Provide you with this notice of legal duties and privacy practices concerning your health information.
Follow the terms of this notice that is currently in effect.
Notify you of any changes to this notice, which will apply to all information held about you. The updated notice will be available upon request, in the office, and on the website.
II. HOW YOUR CLINICIAN MAY USE AND DISCLOSE HEALTH INFORMATION ABOUT YOU:
The following categories describe various ways your clinician may use and disclose health information. Although not every use or disclosure is listed, all permitted uses and disclosures fall within one of these categories.
For Treatment, Payment, or Health Care Operations: Federal privacy rules allow health care providers with a direct treatment relationship to use or disclose personal health information for their treatment only if it is determined to be a requirement. This is not common practice at Modern Therapy.
Lawsuits and Disputes: If you are involved in a lawsuit, your clinician may disclose health information if legally obligated by a court order or lawful process. This may include subpoenas, discovery requests, or other lawful requests.
III. CERTAIN USES AND DISCLOSURES REQUIRE YOUR AUTHORIZATION:
Psychotherapy Notes: Any use or disclosure of psychotherapy notes requires your authorization unless it is:
Required by law and/or clinician requirements set by licensing board
Marketing Purposes: Your clinician will not use or disclose PHI for marketing purposes.
Sale of PHI: PHI will not be sold as part of business operations.
IV. CERTAIN USES AND DISCLOSURES DO NOT REQUIRE YOUR AUTHORIZATION:
Your clinician may use or disclose PHI without your authorization for:
Legal requirements and public health activities, including reports of abuse or threats to health and safety.
Judicial and administrative proceedings, as required by law.

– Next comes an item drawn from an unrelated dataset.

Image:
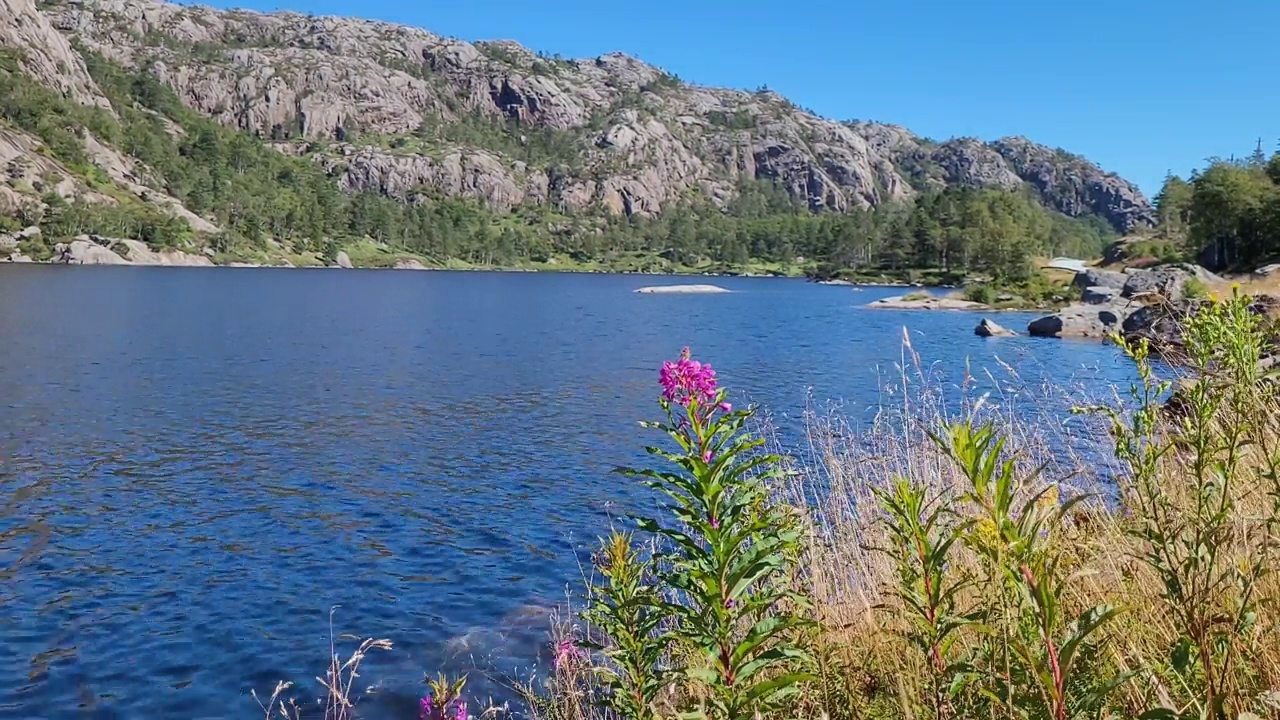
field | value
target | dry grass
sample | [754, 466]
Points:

V. CERTAIN USES AND DISCLOSURES IN EMERGENCIES:
Disclosures to Family, Friends, or Others: Your clinician may disclose PHI to a designated emergency contact only in the event of an emergency.

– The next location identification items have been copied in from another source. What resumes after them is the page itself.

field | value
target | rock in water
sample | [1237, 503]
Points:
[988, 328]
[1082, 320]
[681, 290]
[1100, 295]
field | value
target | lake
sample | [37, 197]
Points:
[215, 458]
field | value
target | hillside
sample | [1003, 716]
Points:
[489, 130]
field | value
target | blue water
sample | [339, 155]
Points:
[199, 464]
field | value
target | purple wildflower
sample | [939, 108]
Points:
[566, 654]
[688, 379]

VI. YOU HAVE THE FOLLOWING RIGHTS WITH RESPECT TO YOUR PHI:
The Right to Request Limits on Uses and Disclosures.
The Right to Request Restrictions for Out-of-Pocket Expenses Paid for in Full.
The Right to Choose How PHI is Communicated to You.
The Right to Access and Obtain Copies of Your PHI.
The Right to Get a List of Disclosures Made.
The Right to Correct or Update Your PHI.
The Right to Obtain a Paper or Electronic Copy of This Notice.
EFFECTIVE DATE OF THIS NOTICE
This notice went into effect when the practice was founded in 2015.